Passivation and Oiling
What is passivation?
- A chemical or electrochemical passivation treatment is normally applied to the surface of electrolytic tinplate. The principal purpose of the treatment is to stabilise the surface and thus to inhibit the growth of tin oxide on the surface. Excessive oxide can produce discoloration in prolonged storage and especially during stoving operations associated with lacquering or printing.
- The passivation treatment is applied to the strip in the electrolytic tinplate line after flow brightening and before oiling. The treatment consists of passing the strip through an aqueous chemical solution, with or without applied current.
- The most commonly applied treatment uses a sodium dichromate solution with applied current, the strip being negative. An alternative treatment comprises a simple dip, without current, in a similar solution or in a chromic acid solution. A cathodic treatment in sodium carbonate solution is occasionally used when milk products are packed and there are other treatments which may be used from time to time, but are non standard and not available from every supplier.
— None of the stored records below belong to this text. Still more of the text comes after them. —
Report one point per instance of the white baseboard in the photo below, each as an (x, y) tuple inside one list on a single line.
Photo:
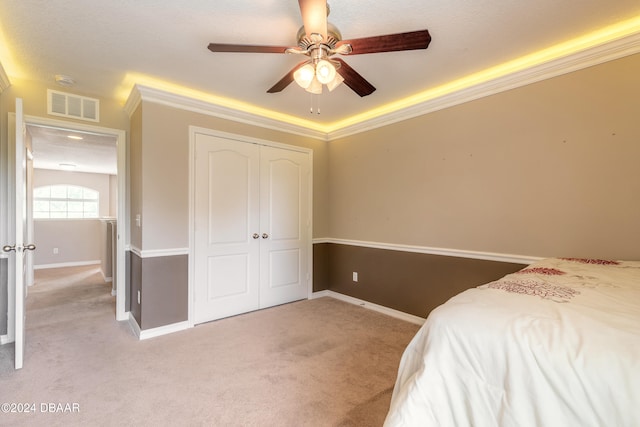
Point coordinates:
[(371, 306), (155, 332), (66, 264)]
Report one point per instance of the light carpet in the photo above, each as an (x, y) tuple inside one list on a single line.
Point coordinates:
[(319, 362)]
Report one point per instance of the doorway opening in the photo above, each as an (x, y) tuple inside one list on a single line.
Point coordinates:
[(77, 195)]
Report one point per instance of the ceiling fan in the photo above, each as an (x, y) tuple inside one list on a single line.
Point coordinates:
[(320, 41)]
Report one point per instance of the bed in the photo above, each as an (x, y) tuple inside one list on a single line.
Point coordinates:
[(554, 344)]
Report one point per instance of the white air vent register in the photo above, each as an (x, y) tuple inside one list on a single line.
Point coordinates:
[(73, 106)]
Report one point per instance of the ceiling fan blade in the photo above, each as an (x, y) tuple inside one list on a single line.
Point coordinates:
[(246, 48), (355, 81), (314, 16), (286, 80), (389, 43)]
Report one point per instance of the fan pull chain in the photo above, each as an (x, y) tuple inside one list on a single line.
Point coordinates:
[(314, 104)]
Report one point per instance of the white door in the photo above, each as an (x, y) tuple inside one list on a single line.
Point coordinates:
[(227, 227), (251, 227), (285, 222), (17, 269)]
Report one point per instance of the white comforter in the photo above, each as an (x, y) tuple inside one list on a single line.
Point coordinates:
[(556, 344)]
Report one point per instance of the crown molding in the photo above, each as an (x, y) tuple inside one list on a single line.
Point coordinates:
[(616, 49), (577, 61), (4, 79), (148, 94)]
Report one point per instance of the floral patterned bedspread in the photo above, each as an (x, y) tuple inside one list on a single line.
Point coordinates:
[(557, 343)]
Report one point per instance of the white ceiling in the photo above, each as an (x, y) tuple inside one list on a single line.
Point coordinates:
[(53, 149), (106, 46)]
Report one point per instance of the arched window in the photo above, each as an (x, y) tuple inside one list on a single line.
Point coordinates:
[(65, 201)]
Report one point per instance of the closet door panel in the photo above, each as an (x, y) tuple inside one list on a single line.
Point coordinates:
[(226, 218), (284, 218)]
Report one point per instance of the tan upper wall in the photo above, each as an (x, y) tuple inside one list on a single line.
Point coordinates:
[(165, 172), (34, 96), (550, 169)]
- Normally, unless otherwise agreed by the purchaser, the first of the above treatments, viz. cathodic sodium dichromate, is applied. Many tinplate producers adopt a numerical code to define passivation treatments. A typical system is one based on a three digit code. Where the first digit is used to indicate the solution used (1 - chromic acid, 2 – chromate phosphate, 3 – sodium dichromate, 4 – sodium carbonate.), the second digit refers to the polarity of the tinplate in the solution (0 – non-electrolytic, 1 – cathodic, 2 – cathodic/anodic) and the third digit refers loosely to the coulomb level employed.
- Culomb is The basic unit of electric charge, equal to the quantity of charge transferred in one second by a steady current of one ampere, and equivalent to 6.2415 × 1018 elementary charges, where one elementary charge is the charge of a proton or the negative of the charge of an electron.
Oiling
- Electrolytic tinplate normally carries a very thin coating of oil, in order to facilitate the separation of sheets or wraps of a coil. The oil must be of a type that is acceptable for use in food packaging. The materials in most common use are dioctyl sebacate (DOS), butylstearate (BSO) or acetyl tributyl citrate (ATBC). Whilst not normally specified when ordering, the oil film is usually in the range 0.0025 to 0.0099 g/m2 of surface.